こんにちは。大宮SHIN矯正歯科 歯科衛生士のNです。

歯周病とは、歯を支えている歯茎や骨が壊されていく病気で、最終的に歯が抜け落ち失うことに繋がります。矯正治療というと、歯をきれいに並べ審美的な目的のための治療と思われがちですが、歯周病を予防し、身体の健康を保つための治療でもあります。

歯周病

日本は歯周病大国


日本人の歯を失う2大原因は主に「虫歯」と「歯周病」と言われていますが、近年では虫歯を上回って歯周病が第1位の原因となっています。30代以上の3人に2人が歯周病と言われ、もはや国民病と言われています。

歯周病は無症状のまま進行し、気づかないうちに悪化していることが多いので事前の予防が大切です。しかし、歯科医院で定期的な検診やメンテナンスをする人の割合がスウェーデンが80%アメリカが70%なのに対し、日本は16%と、他の先進国と比べて圧倒的に少ないのです。

逆に日本は診療目的のうち虫歯の治療が60%ほどを占めています。これは国民皆保険制度が関係しており、保険診療の少ない費用で歯の治療ができるからです。海外ですと保険に入っていない方が多いため、治療費がとても高額になってしまいます。そのため予防の方に力を入れているのです。

歯周病の原因と体への悪影響


口の中にはおよそ300~500種類の細菌がいます。これらは歯磨きが不十分だったり、お砂糖をたくさん取りすぎると、軽いブラッシングなどではなかなか落ちない粘着質の高い物質を作り出し、歯の表面にくっつきます。

これが歯周病の直接の原因とされているプラーク(歯垢)といわれる細菌の固まりです。このプラーク中の細菌が、歯と歯肉の間に感染して毒素を出し炎症を起こします。取り除かなければ、硬く変化し歯石と呼ばれる物質になり、さらに細菌が入り込み歯周病が進行していきます。

歯周病の症状として近年では口腔内だけではなく、糖尿病や肥満、狭心症・心筋梗塞、脳梗塞、低体重児早産なども報告されています。水道の蛇口部分に錆があれば、水を流すとその錆が水道管全体を回っていくように、口腔内の歯周病菌は血管を回り、全身に影響を及ぼす可能性があります。

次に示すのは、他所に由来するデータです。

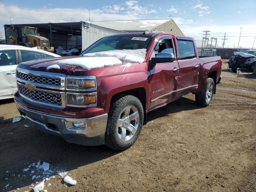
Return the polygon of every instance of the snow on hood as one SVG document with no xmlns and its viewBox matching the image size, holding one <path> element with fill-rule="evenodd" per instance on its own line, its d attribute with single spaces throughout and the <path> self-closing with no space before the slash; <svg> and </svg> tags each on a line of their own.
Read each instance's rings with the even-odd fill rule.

歯周病を口の中だけのトラブルだと思って、軽く考えてしまう方もいらっしゃると思いますが、体全身、様々な病気のきっかけの一つになったり、すでに抱えている疾患や持病を悪化させてしまうリスクをともなう恐ろしい病気です。

歯周病になりやすい歯並び


悪い歯並びは、虫歯になりやすいだけでなく歯周病になるリスクも高まります。そして、歯並びが悪いと、噛み合わせも問題がある方が多く歯肉がダメージを受けやすくなります。そこから炎症を起こすことで、歯周病になる可能性があります。

【歯周病になりやすい歯並び】

叢生(そうせい):ガタガタ の歯並び。歯ブラシが届かず磨き残しが多くなりプラークが蓄積しやすくなります。

前突:前歯が飛び出ていて口が閉じづらいと、口呼吸になる可能性が高くなります。口腔内が酸欠状態になると菌が増加傾向になり、歯周病菌が発生しやすくなります。

歯周病だと歯列矯正はできない?


すでに歯周病の場合は歯列矯正はできないのでしょうか。歯周病によっては、歯がグラグラして移動し、ずれてしまった噛み合わせを歯列矯正で正しい噛み合わせの位置に戻し、歯周病の悪化を予防することもあります。

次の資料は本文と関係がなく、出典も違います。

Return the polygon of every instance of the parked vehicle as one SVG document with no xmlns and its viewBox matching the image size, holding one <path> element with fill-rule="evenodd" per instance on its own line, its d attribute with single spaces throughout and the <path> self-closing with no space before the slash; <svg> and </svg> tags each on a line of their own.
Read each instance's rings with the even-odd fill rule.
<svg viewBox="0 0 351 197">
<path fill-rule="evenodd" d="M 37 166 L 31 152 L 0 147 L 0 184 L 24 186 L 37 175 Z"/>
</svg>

歯周病専門家の間では、「規則正しい食生活が歯周病予防に繋がる」と言われています。よく噛んで食べると唾液がたくさん分泌され、お口の中の自浄作用が働き綺麗になります。そして満腹感も得られので肥満防止にもなります。

このような、歯周病の間接的な原因(リスクファクター)は様々な事柄が当てはまります。ストレスや喫煙、食生活といった「生活習慣」です。食生活のような生活習慣は意識することで改善できますが、よく噛んで食べるための歯並びや噛み合わせを自力では治すことは難しいですよね。

歯は一生使うものです。治療費が高いからという理由で矯正治療をためらっていても、歯周病で歯を失ってインプラントなどを入れることになった場合は、そこで結局、高額な費用が発生してしまいます。歯を失う前に歯列矯正で歯周病を予防して、全身の健康維持にも繋げましょう。